As described in detail above, according to the first aspect of the present invention, the paste-like material containing the brazing material and the flux is applied to the brazing portion of the parts to be joined for brazing. Therefore, it is not necessary to form each component from the clad material, which is advantageous in terms of cost. Further, since a non-clad material can be used for each part, press working etc. is easy and improvement of part accuracy can be expected. Further, since the paste-like material is applied only to the brazing portion, it is possible to prevent the flow of the brazing material as in the conventional case and maintain the good appearance.

According to the invention of claim 2, since the non-corrosive flux is used as the flux, cleaning after brazing is unnecessary and workability can be improved. The other effects are the same as in claim 1.

[Brief description of drawings]

FIG. 1 is a diagram showing a brazing procedure when the present invention is applied to a laminated heat exchanger.

2] Inner view of plate

FIG. 3 is a diagram showing a brazing procedure.

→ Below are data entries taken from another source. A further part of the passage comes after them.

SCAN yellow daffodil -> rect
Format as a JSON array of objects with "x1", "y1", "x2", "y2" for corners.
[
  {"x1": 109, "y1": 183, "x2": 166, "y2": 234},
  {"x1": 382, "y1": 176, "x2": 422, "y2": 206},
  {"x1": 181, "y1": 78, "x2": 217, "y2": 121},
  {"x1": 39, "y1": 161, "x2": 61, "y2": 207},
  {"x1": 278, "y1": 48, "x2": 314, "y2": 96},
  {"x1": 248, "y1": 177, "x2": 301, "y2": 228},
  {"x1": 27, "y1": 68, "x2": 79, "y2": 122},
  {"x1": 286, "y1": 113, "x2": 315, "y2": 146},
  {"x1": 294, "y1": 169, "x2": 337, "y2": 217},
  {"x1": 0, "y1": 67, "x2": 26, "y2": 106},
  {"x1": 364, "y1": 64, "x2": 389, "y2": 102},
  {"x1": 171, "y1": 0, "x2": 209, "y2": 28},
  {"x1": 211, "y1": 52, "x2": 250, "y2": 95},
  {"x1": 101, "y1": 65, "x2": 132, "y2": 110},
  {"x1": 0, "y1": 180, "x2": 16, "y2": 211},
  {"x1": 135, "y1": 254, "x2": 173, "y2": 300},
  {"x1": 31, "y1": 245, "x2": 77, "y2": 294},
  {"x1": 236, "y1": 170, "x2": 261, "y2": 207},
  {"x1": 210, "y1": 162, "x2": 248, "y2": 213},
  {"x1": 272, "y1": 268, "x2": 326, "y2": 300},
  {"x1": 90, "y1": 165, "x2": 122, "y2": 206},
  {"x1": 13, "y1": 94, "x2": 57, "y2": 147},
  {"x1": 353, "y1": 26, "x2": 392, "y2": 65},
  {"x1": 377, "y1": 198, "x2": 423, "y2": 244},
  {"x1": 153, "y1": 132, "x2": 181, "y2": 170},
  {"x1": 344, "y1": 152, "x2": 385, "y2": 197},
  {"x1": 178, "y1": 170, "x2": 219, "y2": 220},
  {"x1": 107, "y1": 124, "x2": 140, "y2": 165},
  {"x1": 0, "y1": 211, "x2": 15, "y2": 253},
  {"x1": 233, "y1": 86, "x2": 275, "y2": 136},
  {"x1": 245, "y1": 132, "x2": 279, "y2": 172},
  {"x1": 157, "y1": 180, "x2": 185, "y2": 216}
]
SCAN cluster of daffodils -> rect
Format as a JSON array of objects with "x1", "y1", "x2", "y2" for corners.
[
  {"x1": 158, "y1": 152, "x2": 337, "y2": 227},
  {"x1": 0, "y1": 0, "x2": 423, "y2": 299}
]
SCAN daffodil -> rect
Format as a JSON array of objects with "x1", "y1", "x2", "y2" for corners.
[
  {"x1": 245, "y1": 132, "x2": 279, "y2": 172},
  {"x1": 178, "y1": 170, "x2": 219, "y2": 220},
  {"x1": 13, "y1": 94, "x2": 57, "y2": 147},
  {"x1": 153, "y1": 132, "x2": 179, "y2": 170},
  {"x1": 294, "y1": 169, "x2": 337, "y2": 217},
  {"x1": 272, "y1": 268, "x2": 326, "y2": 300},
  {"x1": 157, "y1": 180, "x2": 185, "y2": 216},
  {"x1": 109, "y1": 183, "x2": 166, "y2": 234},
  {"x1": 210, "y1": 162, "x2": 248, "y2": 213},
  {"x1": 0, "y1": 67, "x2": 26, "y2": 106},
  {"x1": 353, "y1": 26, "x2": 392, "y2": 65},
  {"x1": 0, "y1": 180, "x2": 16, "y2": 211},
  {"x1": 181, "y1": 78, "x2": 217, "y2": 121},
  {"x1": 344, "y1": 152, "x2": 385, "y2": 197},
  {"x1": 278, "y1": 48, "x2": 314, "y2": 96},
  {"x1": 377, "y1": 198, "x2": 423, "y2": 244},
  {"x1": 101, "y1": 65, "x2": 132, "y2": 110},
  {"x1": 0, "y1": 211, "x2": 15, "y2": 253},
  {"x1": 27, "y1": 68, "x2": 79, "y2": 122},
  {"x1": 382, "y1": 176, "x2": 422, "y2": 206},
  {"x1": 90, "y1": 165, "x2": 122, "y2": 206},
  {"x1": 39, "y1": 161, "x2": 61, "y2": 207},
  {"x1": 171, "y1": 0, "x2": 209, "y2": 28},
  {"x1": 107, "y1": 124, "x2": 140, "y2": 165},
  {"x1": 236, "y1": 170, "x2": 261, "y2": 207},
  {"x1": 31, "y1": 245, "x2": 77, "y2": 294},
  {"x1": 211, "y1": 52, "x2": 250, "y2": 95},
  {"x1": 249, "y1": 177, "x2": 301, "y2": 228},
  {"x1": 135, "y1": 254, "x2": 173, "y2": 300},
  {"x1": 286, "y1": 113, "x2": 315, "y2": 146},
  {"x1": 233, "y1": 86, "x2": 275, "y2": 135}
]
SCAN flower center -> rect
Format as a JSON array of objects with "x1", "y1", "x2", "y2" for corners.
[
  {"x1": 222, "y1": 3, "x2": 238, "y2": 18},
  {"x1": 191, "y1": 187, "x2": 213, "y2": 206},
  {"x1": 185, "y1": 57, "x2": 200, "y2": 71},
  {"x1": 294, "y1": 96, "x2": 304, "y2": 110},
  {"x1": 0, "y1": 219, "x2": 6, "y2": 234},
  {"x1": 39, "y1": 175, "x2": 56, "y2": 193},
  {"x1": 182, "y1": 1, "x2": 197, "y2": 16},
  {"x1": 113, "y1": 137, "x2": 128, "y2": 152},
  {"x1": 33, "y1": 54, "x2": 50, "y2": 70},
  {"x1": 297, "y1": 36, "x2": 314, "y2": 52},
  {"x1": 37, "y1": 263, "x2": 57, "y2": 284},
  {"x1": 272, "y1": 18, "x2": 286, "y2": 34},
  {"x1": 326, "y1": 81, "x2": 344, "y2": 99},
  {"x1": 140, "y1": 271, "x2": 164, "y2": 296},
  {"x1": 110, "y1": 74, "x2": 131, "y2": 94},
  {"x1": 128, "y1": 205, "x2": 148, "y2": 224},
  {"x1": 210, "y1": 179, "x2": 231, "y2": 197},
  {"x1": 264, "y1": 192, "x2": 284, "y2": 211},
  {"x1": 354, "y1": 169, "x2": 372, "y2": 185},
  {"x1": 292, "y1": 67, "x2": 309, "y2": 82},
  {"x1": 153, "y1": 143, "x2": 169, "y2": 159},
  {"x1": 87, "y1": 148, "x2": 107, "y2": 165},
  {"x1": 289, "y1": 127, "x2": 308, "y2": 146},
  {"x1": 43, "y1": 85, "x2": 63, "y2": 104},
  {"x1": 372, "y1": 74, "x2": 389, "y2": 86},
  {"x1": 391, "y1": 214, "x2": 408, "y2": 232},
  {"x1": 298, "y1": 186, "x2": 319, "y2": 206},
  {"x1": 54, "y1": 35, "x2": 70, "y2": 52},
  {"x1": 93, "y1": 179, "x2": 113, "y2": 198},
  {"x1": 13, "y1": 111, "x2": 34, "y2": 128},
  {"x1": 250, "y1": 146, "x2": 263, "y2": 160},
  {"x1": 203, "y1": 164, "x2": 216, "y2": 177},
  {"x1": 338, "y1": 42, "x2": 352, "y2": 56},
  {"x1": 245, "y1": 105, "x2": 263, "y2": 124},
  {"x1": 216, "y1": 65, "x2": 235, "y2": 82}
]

FIG. 4 is a side view of a laminated heat exchanger according to a conventional example.

FIG. 5 is a side view of a serpentine heat exchanger.

FIG. 6 is a side view of a multi-flow heat exchanger.

[Explanation of symbols]

1 ... Tube element, 2 ... Corrugated fin, 3 ...
Side plate, 4 ... Port pipe, 11 ... Plate, 21
... meandering tube, 22 ... corrugated fin, 23 ... cover plate, 24 ... union, 31 ... tube, 32 ...
Header pipe, 33 ... Corrugated fin, 34 ... Cover plate, 35 ... Inlet pipe, 36 ... Outlet pipe, 37, 38 ...
Union.

Claims (2)

[Claims] 1. A paste-like material formed by mixing at least a powdery brazing material and a flux is applied to a brazing site of parts to be joined, and heat is applied to this to braze the parts to be joined together. The method for brazing heat exchanger parts, characterized in that 2. The method for brazing a heat exchanger component according to claim 1, wherein the flux of the paste-like material is non-corrosive.